Farm to 49th Street
Local tomatoes make their debut at the Four Seasons
Julian Niccolini handpicks heirloom tomatoes at Rochambeau Farm hours before he carves them tableside at his Four Seasons in NYC.
Photos by Rana faure
On a hot Sunday morning in September, Julian Niccolini is in his element. He is not presiding at the fabled Four Seasons restaurant, in Midtown Manhattan, in one of his tailored Thom Browne suits. He is instead skipping among rows of cucumbers and radishes at Rochambeau Farm, in Mt. Kisco, wearing jeans, a T-shirt and cowboy boots. Disappearing into a jungle of eight-foot-high tomato vines, he pops out again, cradling two giant Black Beauties. “Look! Look! Look at this!,” he shouts. “How beautiful they are!”
In a local twist on farm-to-table, Rochambeau Farm is supplying bespoke produce to the estimable Four Seasons, which reopened in late August, after a two-year hiatus, in a new location, at 42 East 49th Street (Niccolini is a managing partner). Last March, the restaurant’s executive chef, Diego Garcia, thumbed through the Baker Creek Heirloom Seeds catalog and chose a virtual cornucopia of jewel-toned tomatoes, outlier vegetables, and leafy greens. Amador Cardona, the farmer at Rochambeau, nurtured the selections from seed, and the results, as Niccolini is pronouncing loud and clear, are beautiful.
Having moved beyond the tomatoes, Niccolini is brandishing two heads of romaine, calling out to anyone who will listen: “Look! Lunch!” The lettuces are perfect—swirling skirts of tender, unblemished leaves.
Three mornings a week, Niccolini — who was raised in the countryside north of Lucca and lives in Bedford with his wife, Lisa — swings by the farm on his way to work, rolls up his French cuffs, and picks produce with Cardona. On one occasion, he showed up in a chauffeured town car, harvested zucchini blossoms and tomatoes, piled the boxes into the trunk, and headed for the city.
The Four Seasons’ new home—sumptuous, labyrinthine, with a straight shot of razzle-dazzle—makes sly references to the landmarked space that the restaurant called home for more than five decades before losing its lease. The handsome sunken bar shares the same square dimensions as the aqua-blue pool in the former Pool Room but without the chlorine. Glittering hand-blown Venetian glass baubles strung in the windows facing 49th Street are reminiscent of the chain swags in the old place, but they’re fun and flirtatious.
On a recent late-summer night, the serene dining room, with its plush upholstery, mirrored columns, and fabulous stick lighting, made an unlikely backdrop for a display of colossal tomatoes imported from the northern suburbs. Petite red and gold cherry tomatoes adorned each table, presented like party favors in stylish footed baskets designed for the original restaurant by modernists Garth and Ada Louise Huxtable.

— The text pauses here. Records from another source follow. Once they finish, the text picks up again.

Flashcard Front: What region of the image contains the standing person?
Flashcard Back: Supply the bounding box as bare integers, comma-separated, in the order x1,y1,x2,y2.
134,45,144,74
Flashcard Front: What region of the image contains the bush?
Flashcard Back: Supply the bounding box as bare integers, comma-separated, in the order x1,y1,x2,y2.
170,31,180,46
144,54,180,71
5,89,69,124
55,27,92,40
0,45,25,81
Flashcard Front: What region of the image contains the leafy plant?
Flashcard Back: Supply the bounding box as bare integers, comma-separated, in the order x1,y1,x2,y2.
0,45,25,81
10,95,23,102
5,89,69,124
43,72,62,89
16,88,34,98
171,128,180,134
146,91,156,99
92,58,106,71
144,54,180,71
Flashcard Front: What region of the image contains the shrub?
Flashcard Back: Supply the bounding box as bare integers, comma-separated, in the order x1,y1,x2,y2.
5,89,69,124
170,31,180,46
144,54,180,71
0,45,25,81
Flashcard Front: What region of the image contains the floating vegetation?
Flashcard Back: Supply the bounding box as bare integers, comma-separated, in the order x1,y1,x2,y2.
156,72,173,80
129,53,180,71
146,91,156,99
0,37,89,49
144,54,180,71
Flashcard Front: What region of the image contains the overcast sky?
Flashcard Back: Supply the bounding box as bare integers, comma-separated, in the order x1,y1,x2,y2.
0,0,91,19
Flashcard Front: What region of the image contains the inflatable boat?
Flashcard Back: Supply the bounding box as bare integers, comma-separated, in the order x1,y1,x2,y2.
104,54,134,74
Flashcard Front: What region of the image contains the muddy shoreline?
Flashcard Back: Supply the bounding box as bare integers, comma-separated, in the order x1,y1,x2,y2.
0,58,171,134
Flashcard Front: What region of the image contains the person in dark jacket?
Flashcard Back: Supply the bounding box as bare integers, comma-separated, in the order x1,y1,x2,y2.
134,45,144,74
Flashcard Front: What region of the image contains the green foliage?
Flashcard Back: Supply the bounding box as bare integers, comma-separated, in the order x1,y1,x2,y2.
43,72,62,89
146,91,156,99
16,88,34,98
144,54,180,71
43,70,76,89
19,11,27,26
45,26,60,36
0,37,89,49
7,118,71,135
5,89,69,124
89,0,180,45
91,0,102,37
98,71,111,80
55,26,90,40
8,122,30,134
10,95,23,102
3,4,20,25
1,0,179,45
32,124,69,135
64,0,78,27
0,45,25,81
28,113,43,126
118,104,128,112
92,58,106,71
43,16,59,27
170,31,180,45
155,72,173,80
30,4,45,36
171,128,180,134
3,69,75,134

It was tomato time! Cut into geode-like slices and dressed at table-side in a ritual performed by Niccolini, now wearing a trim navy blazer; puréed in a silky gazpacho; quartered and crowded around a creamy blossom of burrata, with lemon-verbena-and-thyme-scented jelly and a handful of fresh black currants—these tomatoes (fetching prices that would make even a tomato blush) were thoroughly enjoying their fifteen minutes.
Garcia, who was a sous chef at Le Bernardin, and the opening chef at Gloria, in Hell’s Kitchen, before being courted by the Four Seasons, appreciates the hard work that goes into growing superior produce, and he visits the farm periodically for inspiration. His own gardening experience does not run deep: “I grew a bean plant in elementary school,” he said in an interview.
As the first frost approaches, Garcia—who says the restaurant speaks “an American vocabulary”—will assign coveted roles on the fall menu to Rochambeau’s cabbages, chards, curly kale, and Brussels sprouts.
Down on the farm, Niccolini has wandered farther. “Radishes!” he shouts, gathering the little red orbs into a nosegay. “Maybe you’d like to have a couple of radishes with butter?”
To watch the seasoned restaurateur—whose ability to tame tigers at peak lunch hour is legendary—delight in finding so many good things to eat growing all at once in one place, is plain fun.
“Eggplant! Hello!” He yells from a far row. And in a blink, he’s back at the farm stand, with a captive audience: wide-eyed twin toddlers. He hands each a big tomato and has the last word: “If you eat tomatoes you will live a long life!”